郵政改革----④

「民にできることは民に」これは正しい。小泉改革の誤りは「民にできないこと」をやらせたことである。その気になればできることでも採算がとれなければ「民にはできない」。民間企業に国民生活を守るという「志」は望むべくもないのである。営利追求の「民にはできない」ことがあるからこそ、政府が存在し公的な行政サービスを行い、その経費として国民は税を負担しているのである。

07年10月1日、郵便局は政府の公社から株式会社になった。郵便、郵貯簡保はバラバラに分割され、箱である郵便局まで別会社になった。四社は親会社である日本郵政の傘下にはいる。ゆうちょ銀行もかんぽ保険も郵便事業会社も「郵便局」の窓口を借りて10年間営業を続けることになった。10年経てばいつでも出て行くことができ、採算の取れない地域で営業を続ける必要はなくなるというわけである。

僻地の住民が郵便配達のついでに貯金や保険の手続きなど、したくてもできなくなった。
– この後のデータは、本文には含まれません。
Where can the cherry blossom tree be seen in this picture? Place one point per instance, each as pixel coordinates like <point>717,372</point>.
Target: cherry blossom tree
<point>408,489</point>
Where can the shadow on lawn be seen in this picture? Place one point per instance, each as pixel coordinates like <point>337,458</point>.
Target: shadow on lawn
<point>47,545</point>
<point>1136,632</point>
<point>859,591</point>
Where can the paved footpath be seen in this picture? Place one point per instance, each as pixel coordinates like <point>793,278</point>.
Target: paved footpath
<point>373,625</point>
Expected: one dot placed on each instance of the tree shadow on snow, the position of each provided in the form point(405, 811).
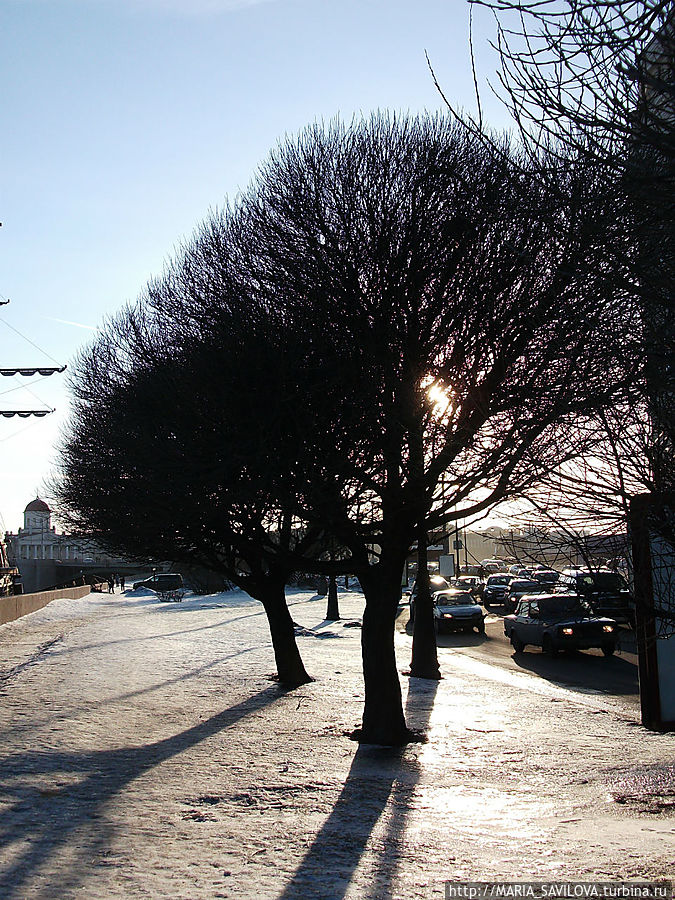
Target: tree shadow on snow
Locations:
point(381, 782)
point(39, 823)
「郵便局は無くならない」と小泉首相は強弁したが、民営化スタートの時点で148の郵便局が閉鎖されており、一時閉鎖になっている局も417に及び、集配をやめてしまった局は1,048もある。送金したり貯金をおろしたり年金を受け取るのに、遠い隣町までバスに乗らねばならなくなってしまった人々が急増したのである。
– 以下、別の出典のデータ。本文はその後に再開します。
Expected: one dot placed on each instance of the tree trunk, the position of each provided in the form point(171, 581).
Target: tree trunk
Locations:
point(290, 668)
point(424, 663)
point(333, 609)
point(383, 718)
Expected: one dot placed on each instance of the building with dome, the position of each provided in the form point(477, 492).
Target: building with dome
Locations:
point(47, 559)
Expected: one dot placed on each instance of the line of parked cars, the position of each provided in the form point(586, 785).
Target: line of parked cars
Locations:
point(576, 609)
小泉が異常な郵政解散を断行したのは、全てブッシュ大統領との約束の実現であったことが、08年の時点で明確となった。08年9月15日米国の証券大手リーマン・ブラザーズが経営破綻した。翌16日、米国の最大手保険会社AIGが総額1,800億ドル(約19兆円)の公的資金導入で公的管理下に置かれた。
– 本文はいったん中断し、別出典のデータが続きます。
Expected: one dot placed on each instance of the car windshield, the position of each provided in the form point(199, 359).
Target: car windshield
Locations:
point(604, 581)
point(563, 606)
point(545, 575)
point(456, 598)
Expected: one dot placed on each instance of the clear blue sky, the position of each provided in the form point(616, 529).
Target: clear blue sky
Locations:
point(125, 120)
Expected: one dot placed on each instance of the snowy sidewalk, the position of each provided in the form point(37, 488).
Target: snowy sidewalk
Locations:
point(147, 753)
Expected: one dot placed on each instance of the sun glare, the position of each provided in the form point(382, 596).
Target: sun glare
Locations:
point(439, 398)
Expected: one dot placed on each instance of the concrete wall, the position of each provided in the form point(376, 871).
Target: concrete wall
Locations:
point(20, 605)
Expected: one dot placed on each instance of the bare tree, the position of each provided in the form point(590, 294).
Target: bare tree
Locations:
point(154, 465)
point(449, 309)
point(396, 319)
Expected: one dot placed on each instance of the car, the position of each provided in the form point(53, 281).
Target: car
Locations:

AIGはAIUやアリコジャパンアメリカンホームダイレクトといった保険業を日本で展開し、米国政府とタッグを組んで、郵政民営化医療制度改革を強行させた張本人である。小泉はAIGのために、只そのためだけに郵政民営化と医療改革を行ったのである。小泉・竹中構造改革が日本人の生活を如何に危険なものに誘導したか、早くも証明されたといえる。

竹中平蔵には米国から感謝状が届いていることが、国会で暴露された。小泉はプレスリー邸で遊ばせて貰ったし----

関岡英之は「米国は、民営化後の簡保金融庁の監督下に置き、独占禁止法を厳格に運用し適切な処理をとるように求めている。つまり、銀行に対してそうであったように、金融検査で簡保を追込み、独禁法で分解・解体し株価を大幅に下落させ、安価で買い叩く狙いである」と推測している。